Whole Foods Makes a Difference for Local Growers


April 18, 2019 may have seemed like a typical Thursday, but it was a huge day for Food Well Alliance and urban agriculture in Atlanta. In fact, if you happened to be at Whole Foods picking up groceries that day, you may have had the pleasure of meeting some of us on the Food Well Alliance team!

From the brand new flagship store in Midtown to Ponce de Leon, Decatur and Buckhead, we visited locations across metro Atlanta to greet as many Whole Foods customers as possible. Our goal? To let them know the difference they were making simply by doing their regular shopping on Community Giving Day when Whole Foods would be donating 5% of net sales from each of their 11 stores in metro Atlanta to Food Well Alliance to help more than 300 community gardens and farms thrive and grow.

With that kind of support, we anticipated significant results, but they surpassed our wildest expectations. When Food Well Alliance Executive Director Kim Karris went to the Midtown store to receive the donation, she was presented with a check for more than $45,000 by (l-r) Whole Foods South Region Vice President Marc Mastropaolo, President Bobby Turner, and Vice President Thea Ermalovich-Hayek.

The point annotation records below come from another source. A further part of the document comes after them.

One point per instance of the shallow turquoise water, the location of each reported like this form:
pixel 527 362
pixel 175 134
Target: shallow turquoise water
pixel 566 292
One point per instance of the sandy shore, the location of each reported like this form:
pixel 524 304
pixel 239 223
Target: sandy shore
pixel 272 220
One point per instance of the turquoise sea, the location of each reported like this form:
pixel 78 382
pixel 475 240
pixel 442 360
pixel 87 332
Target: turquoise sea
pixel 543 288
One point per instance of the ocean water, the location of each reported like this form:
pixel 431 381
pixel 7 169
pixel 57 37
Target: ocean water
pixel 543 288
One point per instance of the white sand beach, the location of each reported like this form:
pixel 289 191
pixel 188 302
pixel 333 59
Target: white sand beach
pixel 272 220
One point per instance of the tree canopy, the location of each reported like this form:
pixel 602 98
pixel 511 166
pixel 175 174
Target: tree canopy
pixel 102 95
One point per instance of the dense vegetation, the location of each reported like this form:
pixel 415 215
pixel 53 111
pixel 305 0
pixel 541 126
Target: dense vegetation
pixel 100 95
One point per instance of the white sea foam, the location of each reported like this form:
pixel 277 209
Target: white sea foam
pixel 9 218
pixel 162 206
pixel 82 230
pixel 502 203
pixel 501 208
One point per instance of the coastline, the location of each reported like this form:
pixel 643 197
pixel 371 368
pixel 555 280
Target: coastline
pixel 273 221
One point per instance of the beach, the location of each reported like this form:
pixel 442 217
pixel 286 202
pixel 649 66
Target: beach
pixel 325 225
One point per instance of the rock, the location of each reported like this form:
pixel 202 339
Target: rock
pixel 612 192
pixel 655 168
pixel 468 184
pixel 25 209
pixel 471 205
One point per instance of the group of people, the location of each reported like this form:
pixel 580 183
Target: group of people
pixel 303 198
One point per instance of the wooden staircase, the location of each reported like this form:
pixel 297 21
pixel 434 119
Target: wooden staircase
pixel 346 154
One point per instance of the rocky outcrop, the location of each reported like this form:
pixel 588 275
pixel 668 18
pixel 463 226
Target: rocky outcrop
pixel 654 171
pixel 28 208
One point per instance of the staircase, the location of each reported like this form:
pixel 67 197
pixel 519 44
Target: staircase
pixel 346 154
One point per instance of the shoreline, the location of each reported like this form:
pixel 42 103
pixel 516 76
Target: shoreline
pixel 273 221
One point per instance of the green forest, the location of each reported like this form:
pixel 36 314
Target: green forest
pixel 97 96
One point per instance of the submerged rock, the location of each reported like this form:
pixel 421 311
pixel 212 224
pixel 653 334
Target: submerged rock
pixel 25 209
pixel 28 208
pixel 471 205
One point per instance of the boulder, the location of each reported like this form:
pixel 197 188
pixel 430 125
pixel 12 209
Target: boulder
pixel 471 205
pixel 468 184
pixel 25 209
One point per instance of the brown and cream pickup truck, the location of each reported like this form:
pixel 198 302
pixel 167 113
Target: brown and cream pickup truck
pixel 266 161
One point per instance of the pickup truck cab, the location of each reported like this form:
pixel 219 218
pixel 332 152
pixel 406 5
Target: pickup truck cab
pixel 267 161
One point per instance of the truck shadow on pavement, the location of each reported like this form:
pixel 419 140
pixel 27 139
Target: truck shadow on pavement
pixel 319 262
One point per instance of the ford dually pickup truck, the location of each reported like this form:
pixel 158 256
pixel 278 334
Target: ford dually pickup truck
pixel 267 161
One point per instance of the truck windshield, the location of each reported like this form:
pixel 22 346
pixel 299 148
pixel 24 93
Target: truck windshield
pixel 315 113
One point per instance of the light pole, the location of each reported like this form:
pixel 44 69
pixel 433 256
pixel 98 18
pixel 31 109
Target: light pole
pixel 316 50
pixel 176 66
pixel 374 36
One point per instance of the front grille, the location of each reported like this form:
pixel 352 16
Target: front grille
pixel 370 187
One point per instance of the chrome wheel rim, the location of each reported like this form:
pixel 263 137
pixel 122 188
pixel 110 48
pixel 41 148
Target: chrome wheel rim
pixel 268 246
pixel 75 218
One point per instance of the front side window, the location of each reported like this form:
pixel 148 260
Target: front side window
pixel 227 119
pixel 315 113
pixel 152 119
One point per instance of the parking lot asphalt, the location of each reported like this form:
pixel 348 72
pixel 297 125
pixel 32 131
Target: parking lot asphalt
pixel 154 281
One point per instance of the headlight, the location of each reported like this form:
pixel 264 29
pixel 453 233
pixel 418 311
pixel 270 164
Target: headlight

Funds raised during Atlanta’s Community Giving Day will go a long way to support Food Well Alliance’s Resource Center for Urban Agriculture. The center provides community gardens and urban farms access to land, tools, volunteers, compost, technical assistance, business development, and infrastructure to help grow healthy, local food in urban and suburban communities across metro Atlanta.

The Giving Day donation came on top of $10,000 in seed funding from Whole Foods in conjunction with an opening celebration for the new Midtown store the first week in April. The seed funds are designated for the launch of Food Well Alliance’s first-ever shared Urban Agriculture Tool Bank in partnership with the Atlanta Community ToolBank and the City of Atlanta Mayor’s Office of Resilience. Through the lending program with the new urban agriculture tool bank, growers will have access to tillers and other heavy equipment essential to their work, but often financially out of reach.

“This is big equipment that I only use seasonally, so this is going to be a great help,” said Lovely Gilliam, who spoke from the stage at the opening event and owns Gilliams Community Garden with her husband, Farmer P. “Continue to support your local farmers.”

Karris is thrilled for such impactful ways to partner with Whole Foods. “Their customers can feel great knowing that Whole Foods values our local growers. And just by shopping on Community Giving Day they took part in supporting community gardeners and urban farmers growing right here in our city. The funds raised will make a tremendous impact on the success of innovative initiatives happening across metro Atlanta, like the Aglanta Grows-A-Lot program -- where city dwellers are invited to adopt a vacant, city-owned property to start a new community garden or urban farm.”